I was thinking for getting a dog trainer in to teach me where im going wrong and what needs to be improved but i have to do a bit more research on it to find the best one out there as they are expensive.
I no myself that i have to start increasing her activities to tire her out more and to get her out of the house more and hopefully this will make a difference on her behavior

Here is a picture of Miley for mayone that wants to see her

Miley the week we got her 









Miley at 5 months 

















Miley now at 10 months


----------



## SLB (Apr 25, 2011)

Tbh I think she looks Grey x Saluki (Longdog) *IMO* of course - she did look very lab-ish as a pup though I agree.

As long as you find a positive training class not all are expensive - working in a group will give her added distraction too..
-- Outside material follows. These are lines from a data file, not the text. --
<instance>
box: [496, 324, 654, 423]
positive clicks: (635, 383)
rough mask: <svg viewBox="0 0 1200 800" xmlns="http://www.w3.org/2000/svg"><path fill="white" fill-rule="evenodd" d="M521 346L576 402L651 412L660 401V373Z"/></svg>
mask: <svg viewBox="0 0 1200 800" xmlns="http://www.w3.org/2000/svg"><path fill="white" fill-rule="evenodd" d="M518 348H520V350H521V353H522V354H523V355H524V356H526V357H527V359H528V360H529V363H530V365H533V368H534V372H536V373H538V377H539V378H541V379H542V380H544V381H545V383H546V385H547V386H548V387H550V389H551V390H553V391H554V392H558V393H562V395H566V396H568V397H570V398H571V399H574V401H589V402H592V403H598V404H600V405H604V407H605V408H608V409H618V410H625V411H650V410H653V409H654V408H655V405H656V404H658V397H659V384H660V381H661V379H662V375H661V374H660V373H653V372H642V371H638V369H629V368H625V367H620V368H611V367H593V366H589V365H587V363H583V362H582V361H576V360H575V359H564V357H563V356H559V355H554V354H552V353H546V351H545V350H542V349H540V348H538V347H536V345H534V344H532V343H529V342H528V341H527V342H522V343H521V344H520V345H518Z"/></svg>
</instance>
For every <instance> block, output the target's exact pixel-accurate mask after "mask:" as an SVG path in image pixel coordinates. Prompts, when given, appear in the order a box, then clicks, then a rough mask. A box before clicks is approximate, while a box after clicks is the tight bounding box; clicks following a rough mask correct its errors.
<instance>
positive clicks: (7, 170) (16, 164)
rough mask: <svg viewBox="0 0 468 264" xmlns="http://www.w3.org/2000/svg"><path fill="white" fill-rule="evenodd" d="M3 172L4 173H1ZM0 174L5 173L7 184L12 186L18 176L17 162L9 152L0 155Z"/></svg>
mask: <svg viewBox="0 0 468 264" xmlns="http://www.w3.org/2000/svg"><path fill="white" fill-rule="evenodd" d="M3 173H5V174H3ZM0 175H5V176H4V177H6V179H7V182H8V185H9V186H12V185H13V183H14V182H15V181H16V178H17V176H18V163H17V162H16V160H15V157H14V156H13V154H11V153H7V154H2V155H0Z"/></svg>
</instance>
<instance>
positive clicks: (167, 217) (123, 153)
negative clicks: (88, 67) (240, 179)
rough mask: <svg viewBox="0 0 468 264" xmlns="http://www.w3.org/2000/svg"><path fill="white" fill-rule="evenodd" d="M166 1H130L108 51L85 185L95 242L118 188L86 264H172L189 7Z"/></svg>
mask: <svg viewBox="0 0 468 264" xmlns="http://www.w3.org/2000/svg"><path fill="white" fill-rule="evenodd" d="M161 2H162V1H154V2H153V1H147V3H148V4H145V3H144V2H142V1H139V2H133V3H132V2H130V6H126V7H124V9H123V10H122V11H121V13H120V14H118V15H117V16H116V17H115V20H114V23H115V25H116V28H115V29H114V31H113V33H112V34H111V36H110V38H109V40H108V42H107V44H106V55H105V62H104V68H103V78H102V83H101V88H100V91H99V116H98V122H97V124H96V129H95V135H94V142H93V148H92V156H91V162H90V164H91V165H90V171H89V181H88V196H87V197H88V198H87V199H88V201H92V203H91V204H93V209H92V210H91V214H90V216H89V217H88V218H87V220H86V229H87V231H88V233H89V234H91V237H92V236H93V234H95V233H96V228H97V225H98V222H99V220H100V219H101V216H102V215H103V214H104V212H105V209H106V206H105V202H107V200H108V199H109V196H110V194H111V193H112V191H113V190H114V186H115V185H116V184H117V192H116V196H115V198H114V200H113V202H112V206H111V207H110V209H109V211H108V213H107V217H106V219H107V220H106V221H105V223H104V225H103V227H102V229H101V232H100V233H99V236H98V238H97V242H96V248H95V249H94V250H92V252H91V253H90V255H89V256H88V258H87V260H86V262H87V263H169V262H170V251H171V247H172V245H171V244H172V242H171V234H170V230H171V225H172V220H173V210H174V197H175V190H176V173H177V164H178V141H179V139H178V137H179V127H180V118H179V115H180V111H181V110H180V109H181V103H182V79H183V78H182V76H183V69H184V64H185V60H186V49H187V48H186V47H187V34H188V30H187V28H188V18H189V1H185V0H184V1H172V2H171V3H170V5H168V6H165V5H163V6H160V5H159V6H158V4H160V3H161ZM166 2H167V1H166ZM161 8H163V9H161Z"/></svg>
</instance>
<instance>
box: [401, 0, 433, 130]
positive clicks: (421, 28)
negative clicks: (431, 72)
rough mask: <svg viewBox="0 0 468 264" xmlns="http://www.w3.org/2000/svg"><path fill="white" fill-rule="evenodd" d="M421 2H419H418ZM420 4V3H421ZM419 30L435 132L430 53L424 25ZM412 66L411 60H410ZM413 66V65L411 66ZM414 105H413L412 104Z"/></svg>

Good Luck and I hope I have helped in some small way..


----------



## L/C (Aug 9, 2010)

Can I just add that if you are going to continue tieing her out make sure she is on harness and not a collar. The acceleration of a lurcher/long dog means that she could easily reach a dangerous speed before she reaches the end of the line and really hurt herself, she could even break her neck if she is going fast enough. You need to make sure she has a rock solid wait command so that if she does start to sprint you can stop her straight away.


----------



## DogTrainer01 (Apr 13, 2011)

Terrier has a very sensitive stomach. He is now fed Burns dry kibble and NaturesDiet wet food (heated). His stools used to be really inconsistant but since changing to this, they have been beautiful  (as beautiful as a poo can be...)

Agree with advice that has already been put on here. Have a look on;

Local Dog Trainers - Association of Pet Dog Trainers UK

CAPBT - COAPE Association of Pet Behaviourists and Trainers

To find a good trainer near you. I think she could really excel from it .

Keep us updated and remember to have fun when training! :thumbup:


----------